Comentando algunos pasajes de la primera Carta de san Juan, usted nos
guió en un itinerario de redescubrimiento del misterio de comunión en el que
estamos insertados desde nuestro Bautismo. También gracias a este recorrido que
usted marcó sabiamente, el silencio y la oración de estos días, de modo especial
la adoración eucarística, estuvieron impregnados de profundo agradecimiento a
Dios por el «gran amor» (1 Jn 3, 1) que nos ha dado y con el que nos ha
unido a sí mismo en una relación filial, que desde ahora constituye nuestra más
profunda realidad y que se manifestará plenamente cuando «al contemplarlo (…)
seremos (…) semejantes a [él]» (Misal romano, Plegaria eucarística III).

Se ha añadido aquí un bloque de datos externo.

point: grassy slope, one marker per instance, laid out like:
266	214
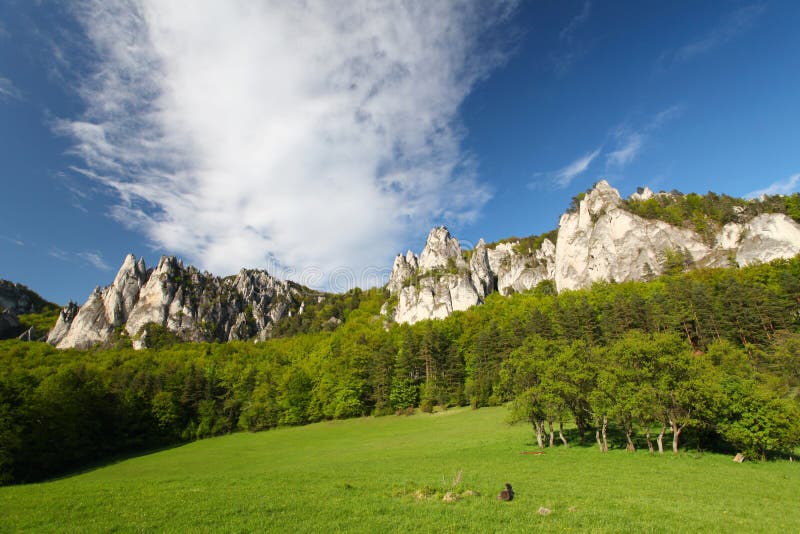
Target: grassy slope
357	475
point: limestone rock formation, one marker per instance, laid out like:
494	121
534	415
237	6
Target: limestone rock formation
522	270
441	283
442	251
17	299
767	237
9	324
65	318
601	240
196	306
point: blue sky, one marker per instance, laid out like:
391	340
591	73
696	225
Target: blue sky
319	141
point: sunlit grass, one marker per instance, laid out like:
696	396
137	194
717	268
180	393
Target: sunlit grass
359	476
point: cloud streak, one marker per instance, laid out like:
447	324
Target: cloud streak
88	257
728	29
631	140
570	48
8	90
302	134
564	177
788	186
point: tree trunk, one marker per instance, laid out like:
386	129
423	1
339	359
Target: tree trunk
660	438
676	436
539	426
630	446
561	434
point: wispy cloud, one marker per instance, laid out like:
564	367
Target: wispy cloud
89	257
12	240
726	30
630	140
95	259
8	90
564	177
570	47
315	134
790	185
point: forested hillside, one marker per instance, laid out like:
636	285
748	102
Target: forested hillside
709	358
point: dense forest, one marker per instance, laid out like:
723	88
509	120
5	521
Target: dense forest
708	359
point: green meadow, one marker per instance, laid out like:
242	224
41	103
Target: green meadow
391	474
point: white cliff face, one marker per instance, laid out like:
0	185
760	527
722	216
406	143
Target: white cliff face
438	295
63	323
441	250
483	278
436	298
522	271
403	269
768	237
196	306
104	310
604	242
600	241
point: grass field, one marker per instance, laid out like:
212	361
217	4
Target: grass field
373	475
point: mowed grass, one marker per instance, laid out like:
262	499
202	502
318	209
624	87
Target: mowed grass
361	475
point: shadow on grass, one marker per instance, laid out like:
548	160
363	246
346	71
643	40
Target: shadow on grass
101	463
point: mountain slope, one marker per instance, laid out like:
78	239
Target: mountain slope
602	239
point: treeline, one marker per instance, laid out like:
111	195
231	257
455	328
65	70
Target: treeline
706	214
710	357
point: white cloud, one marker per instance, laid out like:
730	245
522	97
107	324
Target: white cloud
8	90
630	141
629	148
94	259
309	134
89	257
790	185
570	47
728	29
579	166
13	240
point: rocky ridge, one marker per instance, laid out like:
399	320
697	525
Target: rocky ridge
599	241
16	300
196	306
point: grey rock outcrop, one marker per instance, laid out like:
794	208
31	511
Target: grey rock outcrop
601	240
17	299
441	283
63	323
9	324
196	306
765	238
522	270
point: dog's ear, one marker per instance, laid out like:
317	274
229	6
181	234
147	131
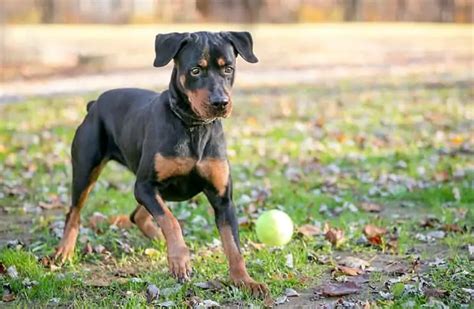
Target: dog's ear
242	42
167	46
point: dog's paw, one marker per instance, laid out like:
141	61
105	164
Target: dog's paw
64	253
180	264
256	288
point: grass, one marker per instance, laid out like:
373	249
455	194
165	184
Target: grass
310	151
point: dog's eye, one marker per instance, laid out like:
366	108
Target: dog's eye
195	71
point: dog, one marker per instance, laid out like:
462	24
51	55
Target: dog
173	142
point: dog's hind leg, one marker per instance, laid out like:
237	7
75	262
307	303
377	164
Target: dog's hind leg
144	221
87	162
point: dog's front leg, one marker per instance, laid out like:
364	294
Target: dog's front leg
227	225
178	253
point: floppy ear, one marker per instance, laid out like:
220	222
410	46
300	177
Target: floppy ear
167	46
242	42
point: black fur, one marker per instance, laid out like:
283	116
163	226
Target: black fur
131	126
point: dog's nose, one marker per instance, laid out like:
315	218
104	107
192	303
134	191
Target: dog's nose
220	101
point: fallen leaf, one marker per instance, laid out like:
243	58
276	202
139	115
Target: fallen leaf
349	271
96	220
452	228
371	207
8	296
53	203
354	262
372	231
121	221
436	235
281	300
339	289
429	222
289	292
167	304
375	240
152	252
152	293
433	292
335	236
256	246
309	230
208	303
213	285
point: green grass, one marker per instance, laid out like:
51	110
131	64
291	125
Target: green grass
404	147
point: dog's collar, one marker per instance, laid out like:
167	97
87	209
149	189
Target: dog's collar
187	118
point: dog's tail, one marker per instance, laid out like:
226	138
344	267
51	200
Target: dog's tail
89	105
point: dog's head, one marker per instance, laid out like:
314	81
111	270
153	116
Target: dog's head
205	66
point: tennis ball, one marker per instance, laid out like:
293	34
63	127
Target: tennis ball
274	228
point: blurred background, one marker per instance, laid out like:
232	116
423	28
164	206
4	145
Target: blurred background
74	46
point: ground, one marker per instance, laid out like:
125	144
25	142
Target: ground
377	174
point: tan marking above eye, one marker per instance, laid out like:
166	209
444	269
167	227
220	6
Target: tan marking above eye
216	171
167	167
221	62
202	63
182	79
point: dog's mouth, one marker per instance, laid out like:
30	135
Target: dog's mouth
221	111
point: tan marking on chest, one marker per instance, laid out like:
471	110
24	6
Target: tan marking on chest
216	171
167	167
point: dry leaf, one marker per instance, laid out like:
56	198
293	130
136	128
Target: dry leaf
339	289
53	203
373	231
371	207
152	293
452	228
96	219
256	246
309	230
354	262
121	221
152	252
213	285
335	236
433	292
375	240
349	271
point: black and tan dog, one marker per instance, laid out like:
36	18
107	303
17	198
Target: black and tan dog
172	141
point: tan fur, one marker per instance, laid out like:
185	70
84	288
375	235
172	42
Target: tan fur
66	247
221	61
202	63
167	167
144	221
182	80
178	253
216	171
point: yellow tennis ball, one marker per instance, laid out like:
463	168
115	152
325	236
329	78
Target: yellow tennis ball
274	228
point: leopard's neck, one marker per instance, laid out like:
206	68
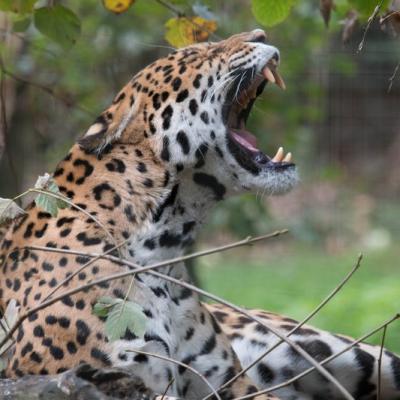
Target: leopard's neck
130	192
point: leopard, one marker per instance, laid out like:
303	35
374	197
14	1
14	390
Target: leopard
141	182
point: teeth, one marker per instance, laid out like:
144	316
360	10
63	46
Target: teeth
279	80
288	157
279	155
268	75
273	76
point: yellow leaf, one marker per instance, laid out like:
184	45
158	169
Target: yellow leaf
117	6
184	31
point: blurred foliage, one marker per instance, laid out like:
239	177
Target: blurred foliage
69	58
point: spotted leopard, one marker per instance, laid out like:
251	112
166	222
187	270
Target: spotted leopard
172	144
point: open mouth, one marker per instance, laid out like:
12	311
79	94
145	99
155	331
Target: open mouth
248	85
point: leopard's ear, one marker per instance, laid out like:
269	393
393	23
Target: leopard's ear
95	138
109	126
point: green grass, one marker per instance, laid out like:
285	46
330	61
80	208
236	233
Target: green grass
295	281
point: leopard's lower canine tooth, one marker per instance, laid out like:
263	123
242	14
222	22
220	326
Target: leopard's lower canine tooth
279	155
288	157
268	75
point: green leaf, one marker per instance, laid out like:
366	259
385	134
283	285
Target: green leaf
21	23
103	306
47	202
9	210
185	31
367	7
17	6
123	316
271	12
59	24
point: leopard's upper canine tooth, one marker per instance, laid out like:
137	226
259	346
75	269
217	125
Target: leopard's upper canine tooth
279	155
268	75
288	157
279	80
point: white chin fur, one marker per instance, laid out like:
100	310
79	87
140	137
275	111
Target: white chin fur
276	182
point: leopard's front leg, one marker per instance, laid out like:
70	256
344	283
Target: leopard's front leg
207	349
183	333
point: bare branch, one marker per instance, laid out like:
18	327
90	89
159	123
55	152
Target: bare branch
139	269
188	367
299	325
393	77
378	396
3	113
370	20
84	266
332	357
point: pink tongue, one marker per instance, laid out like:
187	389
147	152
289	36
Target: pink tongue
246	139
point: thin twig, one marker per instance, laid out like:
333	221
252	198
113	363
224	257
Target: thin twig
378	396
167	388
139	269
173	361
245	242
120	261
332	357
4	127
3	113
393	77
370	20
299	325
388	16
84	266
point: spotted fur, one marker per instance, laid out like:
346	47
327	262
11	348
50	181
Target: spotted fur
149	169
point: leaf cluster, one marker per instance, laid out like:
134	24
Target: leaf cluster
121	315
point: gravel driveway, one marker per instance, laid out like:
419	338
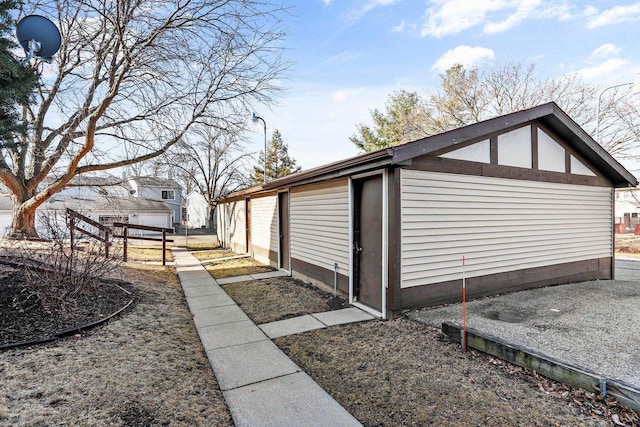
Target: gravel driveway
592	325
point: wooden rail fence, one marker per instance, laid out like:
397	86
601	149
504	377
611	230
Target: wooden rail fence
125	236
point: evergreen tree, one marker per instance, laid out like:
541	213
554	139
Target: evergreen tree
17	82
279	163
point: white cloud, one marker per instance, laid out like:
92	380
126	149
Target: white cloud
447	17
342	57
356	14
524	11
465	55
400	27
616	15
607	49
604	70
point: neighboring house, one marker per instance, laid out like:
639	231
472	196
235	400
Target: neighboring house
106	185
6	215
197	209
627	207
161	189
106	211
525	199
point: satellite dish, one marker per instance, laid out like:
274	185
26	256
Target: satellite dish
39	37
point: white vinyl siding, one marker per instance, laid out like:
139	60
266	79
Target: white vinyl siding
498	225
236	226
319	227
264	226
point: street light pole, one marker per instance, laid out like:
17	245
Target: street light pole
635	88
255	118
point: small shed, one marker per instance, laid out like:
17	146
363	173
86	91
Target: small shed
197	210
525	199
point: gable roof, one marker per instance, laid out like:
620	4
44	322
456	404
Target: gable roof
548	114
97	203
154	181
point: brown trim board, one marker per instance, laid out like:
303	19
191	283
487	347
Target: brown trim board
462	167
511	281
320	274
272	255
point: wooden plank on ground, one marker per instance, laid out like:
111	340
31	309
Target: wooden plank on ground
546	365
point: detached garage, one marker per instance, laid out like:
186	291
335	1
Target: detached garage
526	199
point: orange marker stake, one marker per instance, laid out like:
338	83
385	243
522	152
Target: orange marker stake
464	308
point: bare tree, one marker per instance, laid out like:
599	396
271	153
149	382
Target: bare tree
467	96
210	160
131	78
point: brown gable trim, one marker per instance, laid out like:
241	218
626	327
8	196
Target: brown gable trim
549	115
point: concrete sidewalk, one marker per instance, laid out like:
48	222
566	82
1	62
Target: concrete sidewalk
261	385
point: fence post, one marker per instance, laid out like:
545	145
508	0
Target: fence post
164	247
124	234
71	227
107	243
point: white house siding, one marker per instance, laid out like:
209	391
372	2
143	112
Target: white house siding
234	226
498	225
319	225
264	227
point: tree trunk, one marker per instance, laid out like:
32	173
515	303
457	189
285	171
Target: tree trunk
23	225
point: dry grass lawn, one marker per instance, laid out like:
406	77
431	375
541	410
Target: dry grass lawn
213	254
399	372
146	253
143	368
237	267
269	300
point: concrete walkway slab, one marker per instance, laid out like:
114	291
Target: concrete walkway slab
194	275
218	315
234	279
210	301
341	317
269	274
190	283
229	334
261	385
292	400
292	326
246	364
203	290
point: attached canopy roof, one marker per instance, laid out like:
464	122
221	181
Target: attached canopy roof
548	114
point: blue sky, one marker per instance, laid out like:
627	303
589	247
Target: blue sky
348	55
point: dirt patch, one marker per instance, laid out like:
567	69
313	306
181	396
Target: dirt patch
24	318
146	367
237	267
213	254
269	300
399	372
145	253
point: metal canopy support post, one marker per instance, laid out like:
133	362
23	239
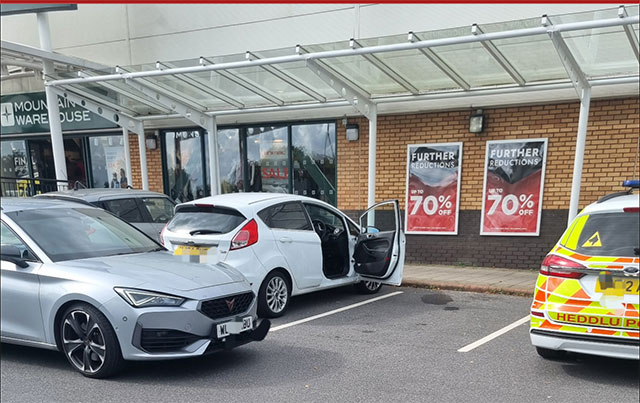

Un motivo de particular alegría fue para mí poder percibir en su misma
presencia, y en su estilo, venerado hermano, el peculiar testimonio de fe de la
Iglesia que cree, espera y ama en el continente africano: un patrimonio
espiritual que constituye una gran riqueza para todo el pueblo de Dios y para el
mundo entero, especialmente en la perspectiva de la nueva evangelización. Como
hijo de la Iglesia en África, usted nos hizo experimentar una vez más aquel
intercambio de dones que es uno de los aspectos más hermosos de la comunión
eclesial, en la que la variedad de las proveniencias geográficas y culturales
logra expresarse de manera sinfónica en la unidad del Cuerpo místico.
A la vez que invoco sobre usted, querido hermano, la abundancia de las
recompensas divinas y le expreso mis mejores deseos para su arduo ministerio, de
corazón le imparto una bendición apostólica especial, que de buen grado extiendo
a los sacerdotes y a los fieles encomendados a su solicitud pastoral.